Table 2. Agreement results between three participants for each group

4.2 Agreements on Quality Judgments

As shown in Table 2, based on the Landis and Koch [37] interpreting, the agreement level on quality evaluation agreement among the three participants on each question/answer pair was low. The Fleiss’ kappa of the five parts of data sets are all well below slight agreement (<0.2). The results gave us the indication that academic answer quality is a highly subjective concept. Based on results in Sect. 4.1, we known that different participants used different criteria to judge the quality, and 10 out of 15 participants used criteria that are related to their own preferences, background, and situations. This is the reason why the agreement of evaluating academic answer quality stay at very low agreement level. This result is somewhat consistent with a study of detecting the Wikipedia articles’ quality evaluation, which reported their agreement value being between 0.06 and 0.16 [34]. This indicates that academic text quality judgment is probably more difficult than for that on Wikipedia articles.

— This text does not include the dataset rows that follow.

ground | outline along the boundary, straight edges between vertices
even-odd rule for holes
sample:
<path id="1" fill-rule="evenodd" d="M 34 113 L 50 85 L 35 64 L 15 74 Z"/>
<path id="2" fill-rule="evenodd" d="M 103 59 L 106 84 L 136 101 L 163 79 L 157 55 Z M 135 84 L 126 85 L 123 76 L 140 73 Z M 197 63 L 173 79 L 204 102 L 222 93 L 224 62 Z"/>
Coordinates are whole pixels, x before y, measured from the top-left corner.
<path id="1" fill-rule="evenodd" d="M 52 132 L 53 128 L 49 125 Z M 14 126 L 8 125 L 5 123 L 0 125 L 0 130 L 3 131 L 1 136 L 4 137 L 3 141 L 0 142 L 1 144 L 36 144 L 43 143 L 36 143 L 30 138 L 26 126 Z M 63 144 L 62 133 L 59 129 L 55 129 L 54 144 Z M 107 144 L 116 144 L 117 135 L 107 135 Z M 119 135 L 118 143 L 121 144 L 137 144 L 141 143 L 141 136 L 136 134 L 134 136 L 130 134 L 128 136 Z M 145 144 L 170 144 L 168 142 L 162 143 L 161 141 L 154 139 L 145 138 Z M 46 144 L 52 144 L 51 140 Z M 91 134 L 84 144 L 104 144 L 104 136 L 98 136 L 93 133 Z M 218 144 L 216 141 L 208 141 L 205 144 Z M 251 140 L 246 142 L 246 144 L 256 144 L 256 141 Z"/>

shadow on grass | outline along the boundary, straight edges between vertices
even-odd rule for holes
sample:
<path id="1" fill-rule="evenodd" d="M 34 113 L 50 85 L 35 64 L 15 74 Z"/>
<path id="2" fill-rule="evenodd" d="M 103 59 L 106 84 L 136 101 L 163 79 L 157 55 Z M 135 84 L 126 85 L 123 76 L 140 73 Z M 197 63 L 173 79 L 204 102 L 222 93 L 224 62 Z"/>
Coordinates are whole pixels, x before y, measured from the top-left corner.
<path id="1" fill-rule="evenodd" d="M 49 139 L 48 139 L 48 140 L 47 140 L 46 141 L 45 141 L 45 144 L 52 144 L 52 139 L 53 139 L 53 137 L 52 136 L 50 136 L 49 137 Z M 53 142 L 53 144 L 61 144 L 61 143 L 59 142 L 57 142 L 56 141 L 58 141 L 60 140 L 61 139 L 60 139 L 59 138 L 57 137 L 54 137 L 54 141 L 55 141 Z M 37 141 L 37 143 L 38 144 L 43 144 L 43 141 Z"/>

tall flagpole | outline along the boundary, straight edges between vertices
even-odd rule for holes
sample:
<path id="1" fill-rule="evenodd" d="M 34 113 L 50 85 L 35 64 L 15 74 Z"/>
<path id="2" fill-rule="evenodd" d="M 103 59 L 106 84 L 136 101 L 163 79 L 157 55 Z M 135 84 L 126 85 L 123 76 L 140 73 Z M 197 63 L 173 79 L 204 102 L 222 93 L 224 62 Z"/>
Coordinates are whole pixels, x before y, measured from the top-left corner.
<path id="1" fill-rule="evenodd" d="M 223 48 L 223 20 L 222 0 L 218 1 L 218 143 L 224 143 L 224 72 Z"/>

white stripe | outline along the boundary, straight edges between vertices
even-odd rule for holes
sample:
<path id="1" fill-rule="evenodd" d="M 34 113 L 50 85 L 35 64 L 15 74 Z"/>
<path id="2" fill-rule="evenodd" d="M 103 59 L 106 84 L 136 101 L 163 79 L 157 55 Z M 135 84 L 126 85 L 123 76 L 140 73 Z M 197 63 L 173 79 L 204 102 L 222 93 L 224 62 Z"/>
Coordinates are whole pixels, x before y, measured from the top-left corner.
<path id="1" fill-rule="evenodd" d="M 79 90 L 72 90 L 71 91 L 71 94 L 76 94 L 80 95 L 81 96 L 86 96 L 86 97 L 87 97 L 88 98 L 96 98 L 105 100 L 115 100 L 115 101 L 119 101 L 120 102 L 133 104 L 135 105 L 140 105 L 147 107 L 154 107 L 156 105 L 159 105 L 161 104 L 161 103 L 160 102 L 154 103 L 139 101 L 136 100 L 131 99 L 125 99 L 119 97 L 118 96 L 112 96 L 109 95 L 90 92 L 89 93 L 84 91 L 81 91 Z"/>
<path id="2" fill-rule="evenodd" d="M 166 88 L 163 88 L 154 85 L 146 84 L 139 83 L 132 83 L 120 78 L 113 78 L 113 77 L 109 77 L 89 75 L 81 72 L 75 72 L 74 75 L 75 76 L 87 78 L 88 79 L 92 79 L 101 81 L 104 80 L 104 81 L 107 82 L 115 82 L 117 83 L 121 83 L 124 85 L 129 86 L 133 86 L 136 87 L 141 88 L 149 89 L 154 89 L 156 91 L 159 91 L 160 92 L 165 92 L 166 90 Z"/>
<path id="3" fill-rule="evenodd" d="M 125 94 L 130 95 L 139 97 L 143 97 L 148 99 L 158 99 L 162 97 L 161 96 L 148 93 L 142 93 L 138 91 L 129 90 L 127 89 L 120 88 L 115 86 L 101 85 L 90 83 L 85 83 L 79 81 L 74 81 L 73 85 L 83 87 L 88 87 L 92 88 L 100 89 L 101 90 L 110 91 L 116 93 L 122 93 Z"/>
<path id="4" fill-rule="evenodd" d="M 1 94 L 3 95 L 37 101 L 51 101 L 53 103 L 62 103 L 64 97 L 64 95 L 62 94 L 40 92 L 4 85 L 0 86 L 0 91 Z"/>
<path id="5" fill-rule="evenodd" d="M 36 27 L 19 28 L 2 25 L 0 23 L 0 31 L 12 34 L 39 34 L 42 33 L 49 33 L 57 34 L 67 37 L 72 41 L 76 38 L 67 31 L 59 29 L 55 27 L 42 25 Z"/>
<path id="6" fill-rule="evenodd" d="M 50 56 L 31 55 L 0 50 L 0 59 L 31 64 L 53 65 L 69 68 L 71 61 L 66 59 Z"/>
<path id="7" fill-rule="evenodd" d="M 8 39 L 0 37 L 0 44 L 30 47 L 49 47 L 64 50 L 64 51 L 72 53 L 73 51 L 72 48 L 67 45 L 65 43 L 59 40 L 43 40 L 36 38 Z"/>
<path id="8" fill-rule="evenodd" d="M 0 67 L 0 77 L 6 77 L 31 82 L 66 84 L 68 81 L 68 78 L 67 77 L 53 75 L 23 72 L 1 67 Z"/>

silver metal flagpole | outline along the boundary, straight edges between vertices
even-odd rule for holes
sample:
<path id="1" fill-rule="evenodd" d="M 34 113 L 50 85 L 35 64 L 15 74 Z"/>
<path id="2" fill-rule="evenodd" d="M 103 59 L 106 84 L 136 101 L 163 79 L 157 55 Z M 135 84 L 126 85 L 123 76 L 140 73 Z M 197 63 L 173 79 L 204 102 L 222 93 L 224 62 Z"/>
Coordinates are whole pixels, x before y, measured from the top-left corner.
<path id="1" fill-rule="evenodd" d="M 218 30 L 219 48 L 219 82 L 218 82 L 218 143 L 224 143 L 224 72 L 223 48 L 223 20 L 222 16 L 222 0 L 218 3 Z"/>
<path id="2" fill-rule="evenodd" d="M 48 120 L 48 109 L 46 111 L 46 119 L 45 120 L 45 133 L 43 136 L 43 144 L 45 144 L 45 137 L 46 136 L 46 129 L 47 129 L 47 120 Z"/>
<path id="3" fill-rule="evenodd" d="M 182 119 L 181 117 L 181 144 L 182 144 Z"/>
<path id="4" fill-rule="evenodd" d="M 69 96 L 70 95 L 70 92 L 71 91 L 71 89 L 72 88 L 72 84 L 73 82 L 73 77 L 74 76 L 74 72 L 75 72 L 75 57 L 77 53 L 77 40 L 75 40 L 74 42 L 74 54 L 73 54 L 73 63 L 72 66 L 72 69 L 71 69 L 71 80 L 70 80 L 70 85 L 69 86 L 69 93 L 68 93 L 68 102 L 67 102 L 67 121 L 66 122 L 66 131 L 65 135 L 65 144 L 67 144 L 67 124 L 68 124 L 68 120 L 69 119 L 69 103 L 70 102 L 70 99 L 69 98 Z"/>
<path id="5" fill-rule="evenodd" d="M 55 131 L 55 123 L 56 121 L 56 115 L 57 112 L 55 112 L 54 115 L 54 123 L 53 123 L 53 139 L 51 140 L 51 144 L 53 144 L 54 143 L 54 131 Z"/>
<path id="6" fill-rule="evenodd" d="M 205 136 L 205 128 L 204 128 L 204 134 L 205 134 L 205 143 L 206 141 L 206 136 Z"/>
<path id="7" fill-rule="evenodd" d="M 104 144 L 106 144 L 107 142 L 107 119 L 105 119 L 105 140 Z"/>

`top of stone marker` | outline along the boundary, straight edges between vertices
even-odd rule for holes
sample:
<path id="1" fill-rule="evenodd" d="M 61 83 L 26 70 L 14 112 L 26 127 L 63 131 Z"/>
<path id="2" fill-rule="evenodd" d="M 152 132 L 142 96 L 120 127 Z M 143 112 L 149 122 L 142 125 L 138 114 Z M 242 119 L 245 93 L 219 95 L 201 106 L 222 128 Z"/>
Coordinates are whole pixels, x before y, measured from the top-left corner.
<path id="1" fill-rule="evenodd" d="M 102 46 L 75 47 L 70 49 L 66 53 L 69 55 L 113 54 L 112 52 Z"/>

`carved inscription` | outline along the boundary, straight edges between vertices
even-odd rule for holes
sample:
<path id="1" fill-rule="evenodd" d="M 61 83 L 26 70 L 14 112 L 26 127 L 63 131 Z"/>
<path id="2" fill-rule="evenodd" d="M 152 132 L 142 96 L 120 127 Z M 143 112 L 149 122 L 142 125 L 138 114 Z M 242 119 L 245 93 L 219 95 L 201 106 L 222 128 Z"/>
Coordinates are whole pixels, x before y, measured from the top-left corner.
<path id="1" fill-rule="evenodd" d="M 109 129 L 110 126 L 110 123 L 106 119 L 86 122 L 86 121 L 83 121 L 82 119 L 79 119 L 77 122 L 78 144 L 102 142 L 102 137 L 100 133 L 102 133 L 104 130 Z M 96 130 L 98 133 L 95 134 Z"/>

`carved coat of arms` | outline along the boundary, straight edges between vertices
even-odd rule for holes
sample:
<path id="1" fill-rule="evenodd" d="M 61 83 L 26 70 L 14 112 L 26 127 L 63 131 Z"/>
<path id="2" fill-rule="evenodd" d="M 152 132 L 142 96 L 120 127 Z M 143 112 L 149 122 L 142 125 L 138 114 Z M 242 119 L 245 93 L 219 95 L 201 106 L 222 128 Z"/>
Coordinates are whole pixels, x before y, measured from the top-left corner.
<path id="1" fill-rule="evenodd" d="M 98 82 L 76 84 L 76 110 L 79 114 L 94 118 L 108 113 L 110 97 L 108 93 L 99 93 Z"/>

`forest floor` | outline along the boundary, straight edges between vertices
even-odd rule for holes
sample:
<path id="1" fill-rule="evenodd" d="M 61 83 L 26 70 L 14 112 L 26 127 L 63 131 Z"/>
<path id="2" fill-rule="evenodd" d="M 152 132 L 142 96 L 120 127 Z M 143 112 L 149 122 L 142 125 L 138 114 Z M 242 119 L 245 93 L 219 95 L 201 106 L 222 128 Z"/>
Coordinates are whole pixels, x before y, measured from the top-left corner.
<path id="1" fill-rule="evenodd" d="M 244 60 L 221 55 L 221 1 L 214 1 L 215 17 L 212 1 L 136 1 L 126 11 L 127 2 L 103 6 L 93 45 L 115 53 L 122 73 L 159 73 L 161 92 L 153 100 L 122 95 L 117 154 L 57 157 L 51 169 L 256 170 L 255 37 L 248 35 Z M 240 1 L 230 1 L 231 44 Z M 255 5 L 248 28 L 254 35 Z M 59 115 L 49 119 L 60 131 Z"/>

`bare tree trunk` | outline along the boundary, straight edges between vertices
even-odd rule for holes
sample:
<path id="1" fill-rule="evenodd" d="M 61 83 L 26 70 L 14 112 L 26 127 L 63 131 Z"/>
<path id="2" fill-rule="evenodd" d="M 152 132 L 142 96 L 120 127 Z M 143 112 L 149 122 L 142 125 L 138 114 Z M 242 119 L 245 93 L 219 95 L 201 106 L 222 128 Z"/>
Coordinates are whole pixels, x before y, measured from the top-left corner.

5 Discussion and Conclusions

In this study, we used the LIS domain question/answer sets from ResearchGate to detect the criteria that evaluators use to evaluate the academic answer quality. Then, we mapped the participants’ responds to the quality judgment framework. We found that the content of academic text and the users’ beliefs and preferences are the two common used criteria to judge academic answer quality. Meanwhile, based on the previous works’ definition, we identified the subjective criteria, which are dependent to different users, and objective criteria, which are only related to the content of the text. This investigation indicates that not only the text itself, but also the users’ beliefs and preferences can influence the quality judgment. So it is hard to achieve high agreement on text quality based on different users’ judgments. Especially for academic text, which are more complicated than generic text, it is even more difficult to get the high level agreement. This phenomena indicated that academic content quality evaluation cannot be simply based on a few users’ judgments, because they cannot reach the acceptable agreement level.

The major contribution of this study is that we identified that the evaluation of the academic answer quality contains both objective and subjective criteria. The objective criteria include readability, depth, and recency, and automatic methods can be used to evaluate the quality from these criteria. Meanwhile, the subjective criteria should be judged based on different users’ background and requirement. For example, the more expertise a user has on a particular domain, the higher chance that the user likes the professional content, whereas, the less knowledge a user has on a domain, the more likely the user would like to read some easy readable domain related text.

This is a pilot study regarding the evaluation of academic answer quality. A limitation of our study is that we just detected the one kind of academic text, ResearchGate academic answers on LIS domain. We plan to expand our study to other academic sources in different domains. More specifically, we hope to detect what criteria that belong to the nine criteria groups we identified are more important for scholars to judgment the academic content quality. This helps to set up a general quality evaluation framework for academic information on social media. Such framework would combine the subjective and objective criteria.